Die Bonner Ausstellung "Visite" startet

Deutschland anders

Wenn Deutschland eine Visitenkarte drucken müsste, was wäre darauf wohl zu sehen? Reichstag, Brandenburger Tor oder Bratwurst? Bilder, die einen tieferen Einblick gewähren, wagen seit jeher Künstler, die selbst im Land wohnen. Ihre Sicht der Dinge steht im Mittelpunkt der Ausstellung "Visite".

 (DR)

Rund sechzig Objekte von 53 zeitgenössischen Künstlern werden ab Freitag in der Bundeskunsthalle in Bonn gezeigt, darunter Joseph Beuys, Gerhard Richter und Rebecca Horn. Die Kuratoren haben sich den Werken thematisch genähert. Die Oberbegriffe Existenz, Raum und Geschichte sollen jedoch nicht für sich allein stehen. So kann Raum in dieser Ausstellung vieles meinen: U-Bahn-Schächte, Treppenhäuser oder verwinkelte Gassen.
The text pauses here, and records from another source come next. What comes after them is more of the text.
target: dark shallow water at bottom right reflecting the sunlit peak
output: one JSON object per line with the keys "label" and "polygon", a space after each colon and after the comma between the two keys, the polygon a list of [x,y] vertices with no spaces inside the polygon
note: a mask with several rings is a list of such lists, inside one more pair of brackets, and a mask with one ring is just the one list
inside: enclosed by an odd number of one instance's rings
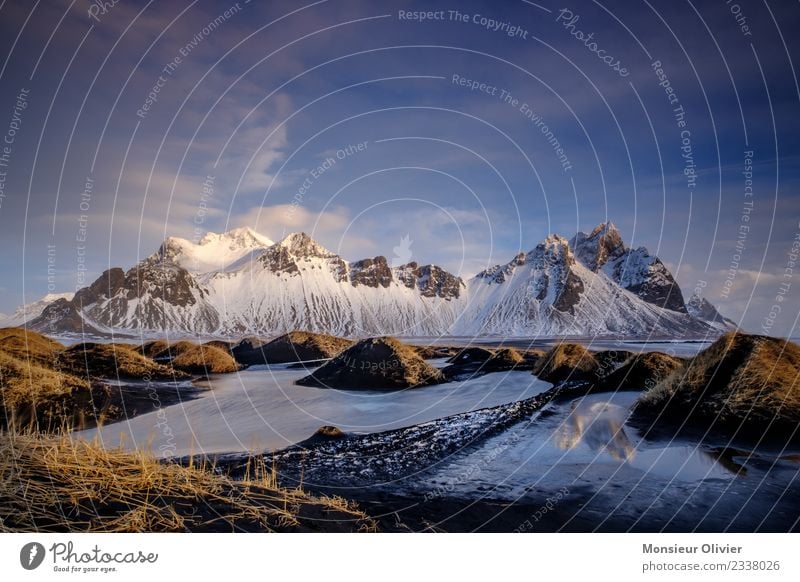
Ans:
{"label": "dark shallow water at bottom right reflecting the sunlit peak", "polygon": [[393,489],[428,501],[550,500],[544,513],[560,505],[564,529],[586,522],[612,531],[797,527],[796,448],[754,452],[724,441],[643,440],[626,424],[636,397],[595,394],[553,406]]}

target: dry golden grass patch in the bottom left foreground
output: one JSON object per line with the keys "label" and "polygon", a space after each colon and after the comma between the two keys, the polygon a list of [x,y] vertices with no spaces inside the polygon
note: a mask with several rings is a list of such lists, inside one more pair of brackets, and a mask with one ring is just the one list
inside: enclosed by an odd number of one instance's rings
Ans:
{"label": "dry golden grass patch in the bottom left foreground", "polygon": [[341,498],[281,489],[255,463],[233,480],[68,436],[0,434],[0,531],[370,531]]}

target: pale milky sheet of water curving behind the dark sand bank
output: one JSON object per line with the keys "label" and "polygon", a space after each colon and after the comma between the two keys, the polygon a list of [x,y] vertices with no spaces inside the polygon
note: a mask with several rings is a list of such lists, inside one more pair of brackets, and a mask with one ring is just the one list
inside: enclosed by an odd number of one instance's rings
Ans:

Ein Stück Zeitgeschichte dokumentiert beispielsweise Thomas Struth in seinen Fotografien, die kurz nach der Wende entstanden sind. Ein Platz in Berlin, Sophiengemeinde 1, schwarz-weiß: Ein Bild, das nostalgisch anmutet. Nichts verrät, dass es sich um eine Szene aus dem 20. Jahrhundert handelt. Bei dem Blick auf die Häuserzeilen der Scherlstraße in Leipzig verweisen zumindest große Mülltonnen auf die Moderne.

"Deutschland wird deutscher"
Wesentlich anonymer zeigt sich Raum in den Detailaufnahmen von Heidi
Specker: Betonrosen, Fensterbretter, Hochhausfassaden. Sie könnten überall sein und sind doch jedem vertraut - und damit ein Stück deutscher Heimat. "Deutschland wird deutscher" titelt so auch ein Plakat von Katharina Sieverding.

Visitenkarte und Einladung zugleich soll die Ausstellung nach den Worten von Kuratorin Annette Hösch sein. 2007 wurde "Visite" zunächst in der belgischen Hauptstadt Brüssel gezeigt. Die Ausstellung sollte die Besucher in das Nachbarland einladen - ohne auf ironische Untertöne zu verzichten. "Visite" versammelt Künstler, die selbstkritisch auf ihr Land und die Marotten der Bewohner blicken - etwa in der Fotoserie "Die Deutschen Sonntagsneurosen" von Jürgen Klauke -, die aber auch den Fortschritt und Wandel der Bundesrepublik seit dem Krieg darstellen.

Die Werke stammen aus der Sammlung zeitgenössischer Kunst der Bundesrepublik Deutschland. Seit 1970 kauft eine unabhängige Kommission von Fachleuten die Werke deutscher oder in Deutschland lebender Künstler an. Fast 1.200 Gemälde, Skulpturen, Installationen und Fotografien sind so im Laufe der Jahre zusammengekommen. Die Ausstellung in Bonn stehe nicht repräsentativ für die gesamte Sammlung, betont darum auch Kuratorin Hüsch. Und doch repräsentiert "Visite" zumindest eines: die Vielfalt von Kunst in und aus Deutschland. Und so ist jedes Werk für sich eine kleine, eigene Visitenkarte.